Step 2: Rewrite the limit expression. Substitute the simplified numerator back into the limit: $\lim_{x\to 0} \left[ \frac{\log (1 + 4x)}{x} \right]$

Step 3: Evaluate the limit. As $x \to 0$, the numerator $\log(1+4x) \to \log(1) = 0$. As $x \to 0$, the denominator $x \to 0$. This is an indeterminate form of type $\frac{0}{0}$. We can use either the standard limit formula or L'Hopital's Rule.

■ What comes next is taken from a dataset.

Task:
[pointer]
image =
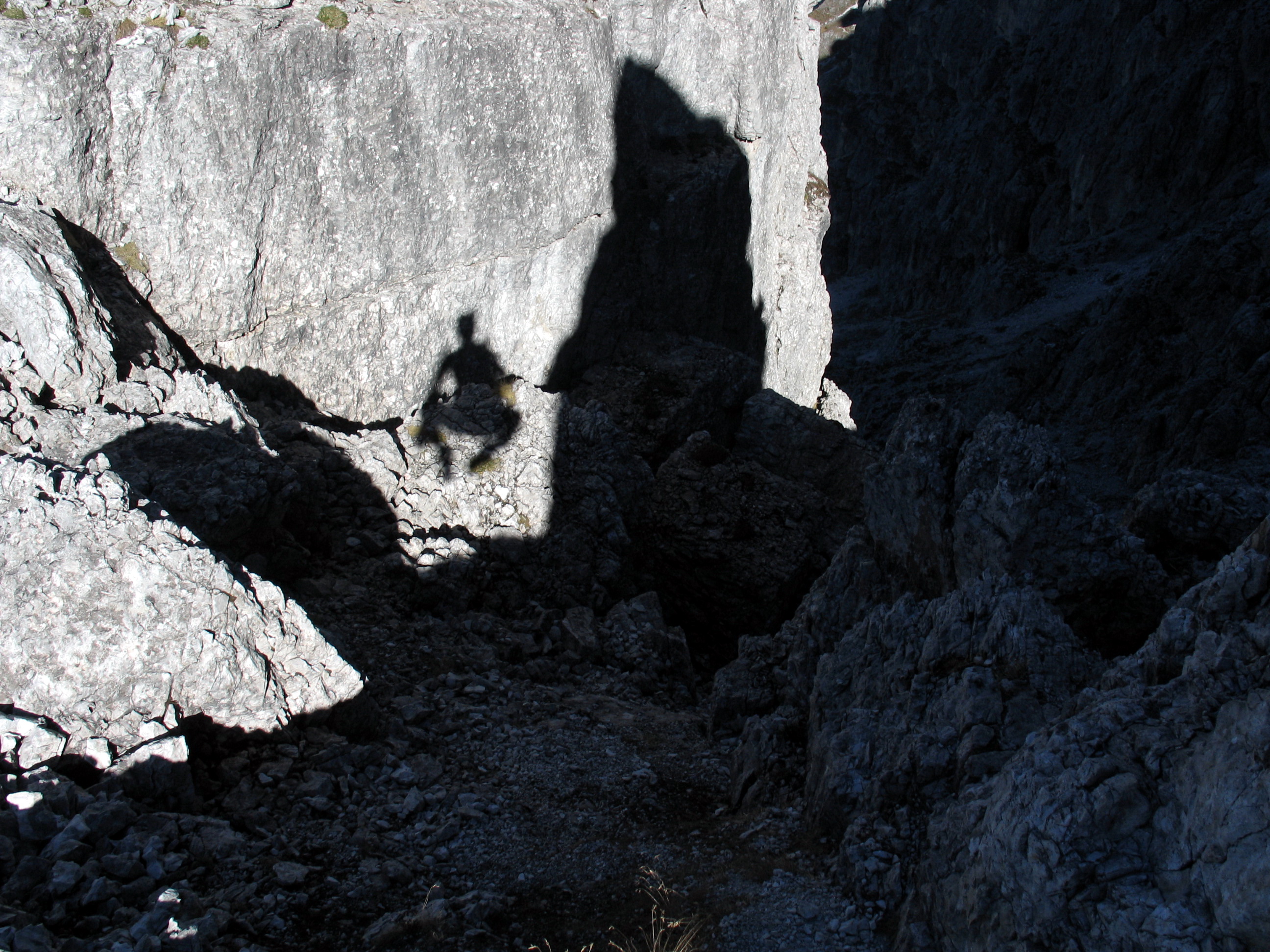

Method 1: Using the Standard Limit Formula We know the standard limit formula: $\lim_{y\to 0} \frac{\log (1+y)}{y} = 1$. To apply this, we need the term in the denominator to match the argument of the logarithm. In our case, the argument is $4x$. So, we multiply and divide the expression by 4: $\lim_{x\to 0} \left[ \frac{\log (1 + 4x)}{x} \right] = \lim_{x\to 0} \left[ \frac{\log (1 + 4x)}{4x} \times 4 \right]$ Let $y = 4x$. As $x \to 0$, $y \to 0$. The limit becomes: $4 \times \lim_{y\to 0} \frac{\log (1+y)}{y} = 4 \times 1 = 4$

Method 2: Using L'Hopital's Rule Since the limit is of the $\frac{0}{0}$ form, we can apply L'Hopital's Rule. Let $f(x) = \log(1+4x)$ and $g(x) = x$. Find the derivatives of $f(x)$ and $g(x)$: $f'(x) = \frac{d}{dx} (\log(1+4x)) = \frac{1}{1+4x} \times \frac{d}{dx}(1+4x) = \frac{4}{1+4x}$ $g'(x) = \frac{d}{dx} (x) = 1$ Apply L'Hopital's Rule: $\lim_{x\to 0} \left[ \frac{f'(x)}{g'(x)} \right] = \lim_{x\to 0} \left[ \frac{\frac{4}{1+4x}}{1} \right]$ $= \lim_{x\to 0} \left[ \frac{4}{1+4x} \right]$ Now, substitute $x=0$: $= \frac{4}{1+4(0)} = \frac{4}{1} = 4$

Both methods yield the same result.

The expression is simplified using logarithm properties to $\frac{\log(1+4x)}{x}$. This is a standard limit form $\lim_{y\to 0} \frac{\log(1+y)}{y}=1$. By multiplying and dividing by 4, the limit is transformed to $4 \times \lim_{4x\to 0} \frac{\log(1+4x)}{4x}$, which evaluates to $4 \times 1 = 4$. Alternatively, L'Hopital's Rule can be applied to the $\frac{0}{0}$ form, yielding the same result.